Abstract

This paper presents a polynomial-time Occam program for automatically mapping parallel programs onto multiprocessor systems. Based on the heuristic strategy of self-adjusting mapping, our program consists of grouping, placement, routing and self-adjusting procedures. Grouping groups the user-defined processes in a parallel program into target tasks with a possible load-balancing. Placement places the target tasks onto the processors in a transputer network. Routing produces edge-disjoint physical communication paths for the logical communication requirements among the placed tasks in the network. Self-adjusting adjusts first the placement scheme when the routing fails and then the grouping scheme when the necessary adjusting for placement is unable to make the routing succeed. These four procedures work co-operatively until a successful process-to-processor mapping has been finally achieved after a series of progressive self-adjustments.
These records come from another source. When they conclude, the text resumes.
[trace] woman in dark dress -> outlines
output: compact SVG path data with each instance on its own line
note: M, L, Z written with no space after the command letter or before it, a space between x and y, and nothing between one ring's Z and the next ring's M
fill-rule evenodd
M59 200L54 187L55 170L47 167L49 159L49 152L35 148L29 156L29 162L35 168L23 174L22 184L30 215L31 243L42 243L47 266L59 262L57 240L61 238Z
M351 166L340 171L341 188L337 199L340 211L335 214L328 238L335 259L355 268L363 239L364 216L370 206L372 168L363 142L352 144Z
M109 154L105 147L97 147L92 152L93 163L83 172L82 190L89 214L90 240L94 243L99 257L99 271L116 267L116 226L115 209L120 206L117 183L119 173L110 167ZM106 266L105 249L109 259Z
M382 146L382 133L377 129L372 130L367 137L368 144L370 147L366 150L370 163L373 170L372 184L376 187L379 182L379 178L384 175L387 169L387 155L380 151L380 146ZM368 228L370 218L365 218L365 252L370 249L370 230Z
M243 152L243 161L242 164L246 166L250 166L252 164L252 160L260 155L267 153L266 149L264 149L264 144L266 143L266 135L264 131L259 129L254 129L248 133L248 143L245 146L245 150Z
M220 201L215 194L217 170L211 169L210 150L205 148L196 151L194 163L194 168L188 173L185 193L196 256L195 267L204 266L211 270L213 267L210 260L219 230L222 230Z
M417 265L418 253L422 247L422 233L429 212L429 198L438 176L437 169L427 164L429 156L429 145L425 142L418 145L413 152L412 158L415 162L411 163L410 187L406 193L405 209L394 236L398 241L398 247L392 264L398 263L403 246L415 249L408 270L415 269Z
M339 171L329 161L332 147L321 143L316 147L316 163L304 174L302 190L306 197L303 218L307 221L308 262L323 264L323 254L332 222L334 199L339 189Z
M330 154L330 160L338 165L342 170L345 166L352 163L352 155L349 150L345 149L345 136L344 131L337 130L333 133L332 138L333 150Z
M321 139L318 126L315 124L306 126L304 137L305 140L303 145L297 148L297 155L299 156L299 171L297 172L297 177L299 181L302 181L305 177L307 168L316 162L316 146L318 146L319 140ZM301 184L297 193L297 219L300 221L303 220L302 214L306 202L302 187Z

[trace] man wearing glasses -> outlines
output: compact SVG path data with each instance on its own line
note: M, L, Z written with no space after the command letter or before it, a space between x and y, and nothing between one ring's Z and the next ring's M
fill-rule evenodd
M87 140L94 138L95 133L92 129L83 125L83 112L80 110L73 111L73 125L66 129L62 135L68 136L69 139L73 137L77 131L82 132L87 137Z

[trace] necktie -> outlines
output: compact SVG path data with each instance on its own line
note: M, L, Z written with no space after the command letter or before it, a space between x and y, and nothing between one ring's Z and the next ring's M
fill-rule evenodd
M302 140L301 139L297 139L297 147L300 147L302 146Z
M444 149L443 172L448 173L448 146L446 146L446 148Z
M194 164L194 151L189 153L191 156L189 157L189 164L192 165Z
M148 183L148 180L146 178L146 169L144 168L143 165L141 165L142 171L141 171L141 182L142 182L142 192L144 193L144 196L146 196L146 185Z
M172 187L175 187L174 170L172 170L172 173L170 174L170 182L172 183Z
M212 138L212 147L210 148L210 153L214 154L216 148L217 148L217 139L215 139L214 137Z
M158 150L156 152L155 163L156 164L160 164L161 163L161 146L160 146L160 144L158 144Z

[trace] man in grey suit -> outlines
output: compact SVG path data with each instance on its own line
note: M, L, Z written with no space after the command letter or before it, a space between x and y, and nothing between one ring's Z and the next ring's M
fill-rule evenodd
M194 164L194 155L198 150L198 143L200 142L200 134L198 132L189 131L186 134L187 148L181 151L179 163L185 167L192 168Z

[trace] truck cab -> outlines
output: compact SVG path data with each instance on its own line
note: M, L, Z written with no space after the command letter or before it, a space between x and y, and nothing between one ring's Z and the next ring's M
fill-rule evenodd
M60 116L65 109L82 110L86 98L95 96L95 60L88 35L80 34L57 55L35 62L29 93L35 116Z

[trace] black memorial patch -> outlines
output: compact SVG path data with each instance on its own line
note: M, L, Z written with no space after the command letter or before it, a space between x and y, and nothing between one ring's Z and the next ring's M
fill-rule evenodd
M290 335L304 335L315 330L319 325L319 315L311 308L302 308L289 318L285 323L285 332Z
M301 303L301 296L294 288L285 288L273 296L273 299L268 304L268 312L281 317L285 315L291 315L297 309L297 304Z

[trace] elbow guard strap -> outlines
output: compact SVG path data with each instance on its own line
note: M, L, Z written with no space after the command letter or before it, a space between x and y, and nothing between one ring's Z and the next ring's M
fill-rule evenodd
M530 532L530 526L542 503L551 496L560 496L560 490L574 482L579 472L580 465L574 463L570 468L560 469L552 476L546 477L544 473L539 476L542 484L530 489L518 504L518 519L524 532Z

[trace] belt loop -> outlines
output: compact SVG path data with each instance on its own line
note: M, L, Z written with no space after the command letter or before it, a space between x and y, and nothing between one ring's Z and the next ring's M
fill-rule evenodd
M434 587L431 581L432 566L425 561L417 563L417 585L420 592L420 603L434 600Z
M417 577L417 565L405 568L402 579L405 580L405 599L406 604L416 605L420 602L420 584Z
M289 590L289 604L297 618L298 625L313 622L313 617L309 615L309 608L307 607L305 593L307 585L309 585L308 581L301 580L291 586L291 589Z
For the problem of mapping n processes in an arbitrary task graph onto m processors in a transputer network configured into a torus, the program needs time O(max{ n 2, m 5}) in the worst case on one processor under full adjusting. The time is reduced to O(max{ n 2, m 4}) if the adjusting heuristic is degraded into semi-adjusting, and to O(max{ n 2, m 2}) when the adjusting heuristic is completely eliminated. The latter result holds only for the transputer networks providing message routing and multiplexing. We demonstrate the implementation result and performance evaluation of the program on the Hathi-2 transputer system. The implementation shows that for both regular and irregular task graphs the program works very well and produces satisfactory results.